"Circus leitet sich vom Lateinischen circum ab und bedeutet so viel wie Kreis und Rennbahn. Eigentlich stammt das Wort von einer Militärdisziplin: der Kavallerie. Die Militärpferde wurden dressiert, um zum Beispiel in einer Menschenmenge Menschen abzudrängen. In Friedenszeiten mussten die Pferde jedoch bewegt werden. Sie wurden z.B. wie in der Salzburger Hofreitschule dressiert. Es gab zivile Zuschauer und irgendwann kam die Idee auf, den Hut herumgehen zu lassen", erklärt Bernhard Paul die Entstehung des Circus. Er ergänzt: "Bei uns gibt es keine Tierquälerei – schwarze Schafe in der Branche gibt es jedoch – wie überall."
Bei ihm gibt es höchstens Pferde zu sehen, die er sehr liebe, Hunde und Gänse, aber keine Wildtiere. Im aktuellen Programm seien jedoch keine Tiere dabei.
Auf die sogenannte Tierschutzorganisation People for the Ethical Treatment of Animals (PETA), die in Facebook wirbt mit vermeintlich tierschützerischen Motiven, ist er nicht gut zu sprechen und "enttarnt" ihr angeblich "heuchlerisches, sogar tierquälerisches Gebahren". "Ich habe mich einmal in einem TAZ-Interview gegen die PETA ausgesprochen und sie enttarnt", erzählt Paul, und bekam eine anwaltliche Aufforderung "dick wie ein Telefonbuch". Er habe nicht darauf reagiert, da er gründlich zu PETA recherchiert habe, die z.B. Hunde einfangen ließen, um sie zu töten und viele andere Skandale". Sie wüßten wohl, mit wem sie sich einließen", so Paul weiter.

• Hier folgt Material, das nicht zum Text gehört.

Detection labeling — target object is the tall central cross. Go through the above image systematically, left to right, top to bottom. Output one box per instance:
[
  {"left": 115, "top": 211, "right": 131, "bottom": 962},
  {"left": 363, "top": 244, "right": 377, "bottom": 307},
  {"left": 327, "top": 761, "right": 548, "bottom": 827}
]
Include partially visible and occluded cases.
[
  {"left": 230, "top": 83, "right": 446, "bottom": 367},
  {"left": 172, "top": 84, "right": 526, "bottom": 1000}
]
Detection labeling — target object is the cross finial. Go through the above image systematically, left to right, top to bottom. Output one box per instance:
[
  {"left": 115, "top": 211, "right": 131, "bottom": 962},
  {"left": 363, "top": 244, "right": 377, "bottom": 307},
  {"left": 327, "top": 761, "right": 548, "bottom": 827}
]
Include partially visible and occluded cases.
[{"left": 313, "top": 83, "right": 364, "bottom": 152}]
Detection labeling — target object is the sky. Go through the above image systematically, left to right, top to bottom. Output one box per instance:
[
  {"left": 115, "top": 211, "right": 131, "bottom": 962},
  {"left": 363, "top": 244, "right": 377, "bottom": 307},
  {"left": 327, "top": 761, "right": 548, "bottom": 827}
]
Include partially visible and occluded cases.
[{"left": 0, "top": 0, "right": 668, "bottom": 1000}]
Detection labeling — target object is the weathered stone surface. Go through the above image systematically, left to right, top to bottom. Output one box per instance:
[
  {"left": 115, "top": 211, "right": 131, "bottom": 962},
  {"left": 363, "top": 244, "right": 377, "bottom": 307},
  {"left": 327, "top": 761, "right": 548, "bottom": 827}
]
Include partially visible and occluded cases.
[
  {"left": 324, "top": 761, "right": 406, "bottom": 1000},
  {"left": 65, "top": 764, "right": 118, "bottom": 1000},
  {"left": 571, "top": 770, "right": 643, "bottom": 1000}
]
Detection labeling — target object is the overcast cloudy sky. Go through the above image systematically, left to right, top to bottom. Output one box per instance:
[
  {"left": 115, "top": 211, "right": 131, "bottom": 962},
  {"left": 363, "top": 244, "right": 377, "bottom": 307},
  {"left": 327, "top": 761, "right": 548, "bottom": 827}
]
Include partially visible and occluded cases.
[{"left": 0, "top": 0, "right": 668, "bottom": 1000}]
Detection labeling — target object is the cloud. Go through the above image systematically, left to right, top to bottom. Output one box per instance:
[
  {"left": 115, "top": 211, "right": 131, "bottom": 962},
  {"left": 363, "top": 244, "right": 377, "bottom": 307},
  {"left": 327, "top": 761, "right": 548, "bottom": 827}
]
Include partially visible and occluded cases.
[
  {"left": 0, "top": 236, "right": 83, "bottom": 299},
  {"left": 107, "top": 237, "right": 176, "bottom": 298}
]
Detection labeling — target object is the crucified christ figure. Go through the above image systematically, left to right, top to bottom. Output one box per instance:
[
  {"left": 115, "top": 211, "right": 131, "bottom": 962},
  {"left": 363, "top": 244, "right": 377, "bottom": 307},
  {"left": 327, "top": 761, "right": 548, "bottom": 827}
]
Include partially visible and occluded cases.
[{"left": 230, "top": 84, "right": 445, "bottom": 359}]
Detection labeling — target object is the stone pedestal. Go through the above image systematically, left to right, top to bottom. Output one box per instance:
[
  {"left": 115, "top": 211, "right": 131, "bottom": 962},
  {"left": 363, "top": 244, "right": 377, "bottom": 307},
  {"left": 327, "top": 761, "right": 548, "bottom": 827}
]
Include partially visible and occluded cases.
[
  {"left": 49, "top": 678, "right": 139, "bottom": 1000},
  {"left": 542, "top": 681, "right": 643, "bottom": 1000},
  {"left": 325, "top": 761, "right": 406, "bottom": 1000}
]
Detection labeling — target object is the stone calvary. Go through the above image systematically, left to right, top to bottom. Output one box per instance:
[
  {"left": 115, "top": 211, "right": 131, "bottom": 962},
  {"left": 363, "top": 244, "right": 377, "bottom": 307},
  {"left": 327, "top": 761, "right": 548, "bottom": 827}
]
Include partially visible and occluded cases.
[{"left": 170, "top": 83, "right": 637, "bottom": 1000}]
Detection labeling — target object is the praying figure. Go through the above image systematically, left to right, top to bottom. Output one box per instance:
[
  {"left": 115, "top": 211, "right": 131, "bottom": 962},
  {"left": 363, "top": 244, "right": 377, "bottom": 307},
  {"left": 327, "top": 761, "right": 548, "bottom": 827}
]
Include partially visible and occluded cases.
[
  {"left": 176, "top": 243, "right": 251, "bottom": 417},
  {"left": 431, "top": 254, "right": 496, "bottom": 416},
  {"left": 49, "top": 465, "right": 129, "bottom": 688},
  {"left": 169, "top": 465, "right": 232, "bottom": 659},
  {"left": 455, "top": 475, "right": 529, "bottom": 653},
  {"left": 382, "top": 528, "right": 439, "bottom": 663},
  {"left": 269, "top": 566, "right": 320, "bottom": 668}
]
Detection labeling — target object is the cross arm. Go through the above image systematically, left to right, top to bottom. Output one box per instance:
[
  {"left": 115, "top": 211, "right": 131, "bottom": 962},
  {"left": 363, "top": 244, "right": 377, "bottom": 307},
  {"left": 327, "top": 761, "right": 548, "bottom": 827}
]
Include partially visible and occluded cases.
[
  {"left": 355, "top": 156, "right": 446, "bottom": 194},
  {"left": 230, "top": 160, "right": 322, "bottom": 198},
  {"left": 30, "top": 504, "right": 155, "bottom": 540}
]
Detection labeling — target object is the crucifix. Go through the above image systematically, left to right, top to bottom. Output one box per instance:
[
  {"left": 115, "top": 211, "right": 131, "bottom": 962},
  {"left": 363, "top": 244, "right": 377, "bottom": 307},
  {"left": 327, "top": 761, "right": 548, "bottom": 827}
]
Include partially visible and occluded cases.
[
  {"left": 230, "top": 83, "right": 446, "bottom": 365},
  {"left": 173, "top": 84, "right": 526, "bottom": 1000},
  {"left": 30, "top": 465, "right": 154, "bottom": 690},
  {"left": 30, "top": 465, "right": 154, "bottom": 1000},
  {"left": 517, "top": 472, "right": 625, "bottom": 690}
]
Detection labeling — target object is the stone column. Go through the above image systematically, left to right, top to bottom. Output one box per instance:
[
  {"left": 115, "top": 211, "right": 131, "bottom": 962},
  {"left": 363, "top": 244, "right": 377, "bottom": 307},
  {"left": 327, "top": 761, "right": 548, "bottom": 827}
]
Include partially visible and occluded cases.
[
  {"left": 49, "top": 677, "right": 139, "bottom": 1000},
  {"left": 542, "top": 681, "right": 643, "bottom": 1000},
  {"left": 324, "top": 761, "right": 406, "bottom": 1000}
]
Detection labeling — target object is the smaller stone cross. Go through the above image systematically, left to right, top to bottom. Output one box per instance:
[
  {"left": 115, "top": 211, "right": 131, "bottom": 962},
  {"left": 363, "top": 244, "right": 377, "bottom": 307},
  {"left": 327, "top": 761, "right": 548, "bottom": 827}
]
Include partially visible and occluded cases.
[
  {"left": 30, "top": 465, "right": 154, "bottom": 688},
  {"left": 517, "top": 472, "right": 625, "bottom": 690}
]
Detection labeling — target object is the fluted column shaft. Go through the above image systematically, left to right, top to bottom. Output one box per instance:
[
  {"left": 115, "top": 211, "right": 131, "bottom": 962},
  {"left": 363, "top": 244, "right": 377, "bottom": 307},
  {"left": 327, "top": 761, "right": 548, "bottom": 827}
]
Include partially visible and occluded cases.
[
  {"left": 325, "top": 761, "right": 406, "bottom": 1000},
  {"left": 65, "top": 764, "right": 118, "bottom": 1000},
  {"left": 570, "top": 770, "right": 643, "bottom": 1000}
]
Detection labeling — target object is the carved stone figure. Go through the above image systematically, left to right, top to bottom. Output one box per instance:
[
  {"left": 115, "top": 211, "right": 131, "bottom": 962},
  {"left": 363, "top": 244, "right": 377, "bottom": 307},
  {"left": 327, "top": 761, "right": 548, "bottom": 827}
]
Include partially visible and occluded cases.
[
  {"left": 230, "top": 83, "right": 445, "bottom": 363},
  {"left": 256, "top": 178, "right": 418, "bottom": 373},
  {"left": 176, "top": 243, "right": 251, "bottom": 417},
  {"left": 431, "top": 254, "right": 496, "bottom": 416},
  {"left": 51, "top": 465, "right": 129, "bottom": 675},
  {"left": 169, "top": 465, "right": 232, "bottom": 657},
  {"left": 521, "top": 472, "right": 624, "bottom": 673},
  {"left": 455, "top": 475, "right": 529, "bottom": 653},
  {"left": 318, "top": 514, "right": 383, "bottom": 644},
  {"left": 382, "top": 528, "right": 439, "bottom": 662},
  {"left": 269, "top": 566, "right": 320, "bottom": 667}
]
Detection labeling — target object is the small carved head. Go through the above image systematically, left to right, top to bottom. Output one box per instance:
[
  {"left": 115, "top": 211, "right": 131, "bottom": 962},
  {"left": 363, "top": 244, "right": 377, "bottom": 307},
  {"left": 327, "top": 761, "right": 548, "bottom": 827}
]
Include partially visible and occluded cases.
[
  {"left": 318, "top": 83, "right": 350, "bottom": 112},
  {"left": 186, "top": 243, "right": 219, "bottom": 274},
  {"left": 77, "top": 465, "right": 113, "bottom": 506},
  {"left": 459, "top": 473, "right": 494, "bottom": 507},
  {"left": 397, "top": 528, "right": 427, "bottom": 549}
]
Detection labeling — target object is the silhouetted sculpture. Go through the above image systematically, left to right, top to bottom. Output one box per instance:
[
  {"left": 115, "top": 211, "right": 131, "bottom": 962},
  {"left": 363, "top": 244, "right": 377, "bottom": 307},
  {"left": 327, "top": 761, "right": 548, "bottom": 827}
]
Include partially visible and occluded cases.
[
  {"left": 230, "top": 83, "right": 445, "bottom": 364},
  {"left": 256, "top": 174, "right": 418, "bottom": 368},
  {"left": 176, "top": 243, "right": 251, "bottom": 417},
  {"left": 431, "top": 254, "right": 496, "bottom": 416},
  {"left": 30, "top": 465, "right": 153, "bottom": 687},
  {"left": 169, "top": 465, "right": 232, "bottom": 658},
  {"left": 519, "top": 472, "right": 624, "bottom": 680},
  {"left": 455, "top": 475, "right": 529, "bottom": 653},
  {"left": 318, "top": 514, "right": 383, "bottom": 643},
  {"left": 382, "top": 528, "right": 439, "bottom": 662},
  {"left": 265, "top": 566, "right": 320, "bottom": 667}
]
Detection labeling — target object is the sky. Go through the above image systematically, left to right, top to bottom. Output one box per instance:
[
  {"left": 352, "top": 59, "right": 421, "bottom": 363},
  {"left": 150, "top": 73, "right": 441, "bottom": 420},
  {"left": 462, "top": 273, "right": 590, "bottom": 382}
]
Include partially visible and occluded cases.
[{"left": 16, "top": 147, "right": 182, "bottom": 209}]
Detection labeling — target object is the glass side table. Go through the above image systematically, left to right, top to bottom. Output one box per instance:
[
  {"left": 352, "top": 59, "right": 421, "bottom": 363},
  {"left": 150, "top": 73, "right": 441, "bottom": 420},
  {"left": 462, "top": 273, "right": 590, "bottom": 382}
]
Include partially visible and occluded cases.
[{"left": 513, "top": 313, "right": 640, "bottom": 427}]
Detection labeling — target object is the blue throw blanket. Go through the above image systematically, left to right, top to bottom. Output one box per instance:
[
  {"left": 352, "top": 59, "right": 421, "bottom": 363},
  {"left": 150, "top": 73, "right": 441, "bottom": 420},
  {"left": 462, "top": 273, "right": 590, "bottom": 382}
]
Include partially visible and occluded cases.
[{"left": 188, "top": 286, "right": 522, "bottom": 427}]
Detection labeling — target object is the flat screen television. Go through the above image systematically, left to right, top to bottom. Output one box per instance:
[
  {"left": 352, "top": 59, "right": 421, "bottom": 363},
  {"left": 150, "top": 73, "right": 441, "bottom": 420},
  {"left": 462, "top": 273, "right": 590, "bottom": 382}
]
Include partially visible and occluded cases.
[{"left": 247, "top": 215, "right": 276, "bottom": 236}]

Bernhard Paul ist eine Schatulle an charmanten Anekdoten rund um die Manege und entführt gekonnt in die Welt des Cirkus. Chaplin sei mit dem Circus in die USA gekommen. Heinz Rühmann, Gerd Fröbe, Maria Schell, Christiane Hörbiger gehörten zu seinem Freundeskreis, so der liebenswürdige Österreicher.
Unglaubliche Liebesgeschichten hätten sich rund um das Circusleben abgespielt. Berlin sei früher die Hauptstadt des Circus gewesen mit Busch und Renz. Es hätte einen Busch-Bau gegeben, erzählt Paul, der von den Nazis abgerissen worden sei. Nach dem Krieg hätte in der Deutschlandhalle "Menschen, Tiere, Sensationen" stattgefunden, bis der Abriss der Halle dem ein Ende gesetzt habe, fährt Paul fort.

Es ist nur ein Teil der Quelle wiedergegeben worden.